The Regulatory Flexibility Act requires agencies to analyze
regulatory options that would minimize any significant impact of a rule
on small entities. The entire cost of this fee increase would be
approximately $450,000 per year and would be distributed among
approximately 30 companies who would pay an increased fee that is
proportional to the number of pounds of color that they certify.

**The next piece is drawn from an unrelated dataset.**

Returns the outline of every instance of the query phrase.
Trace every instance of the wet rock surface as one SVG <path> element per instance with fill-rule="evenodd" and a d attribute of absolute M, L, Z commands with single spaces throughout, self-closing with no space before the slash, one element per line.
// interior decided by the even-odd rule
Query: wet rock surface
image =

Because the great majority of these costs will be borne by a few firms
that have a dominant share of the market, the agency certifies that the
final rule will not have a significant economic impact on a substantial
number of small entities. Therefore, under the Regulatory Flexibility
Act, no further analysis is required.
IV. Environmental Impact
The agency has determined under 21 CFR 25.24 (a)(8) that this
action is of a type that does not individually or cumulatively have a
significant effect on the human environment. Therefore, neither an
environmental assessment nor an environmental impact statement is
required.
List of Subjects in 21 CFR Part 80
Color additives, Cosmetics, Drugs, Reporting and recordkeeping
requirements.
Therefore, under the Federal Food, Drug, and Cosmetic Act and under
authority delegated to the Commissioner of Foods and Drugs, the interim
rule published in the Federal Register of November 29, 1994 (59 FR
60898) is confirmed with the following changes to 21 CFR part 80:
PART 80--COLOR ADDITIVE CERTIFICATION
1. The authority citation for 21 CFR part 80 continues to read as
follows:
Authority: Secs. 701, 721 of the Federal Food, Drug, and
Cosmetic Act (21 U.S.C. 371, 379e).
Sec. 80.10 [Amended]
2. Section 80.10 Fees for certification services is amended by
removing paragraph (c) and by redesignating paragraphs (d), (e), and
(f) as paragraphs (c), (d), and (e), respectively.
Dated: January 25, 1996.
William K. Hubbard,
Associate Commissioner for Policy Coordination.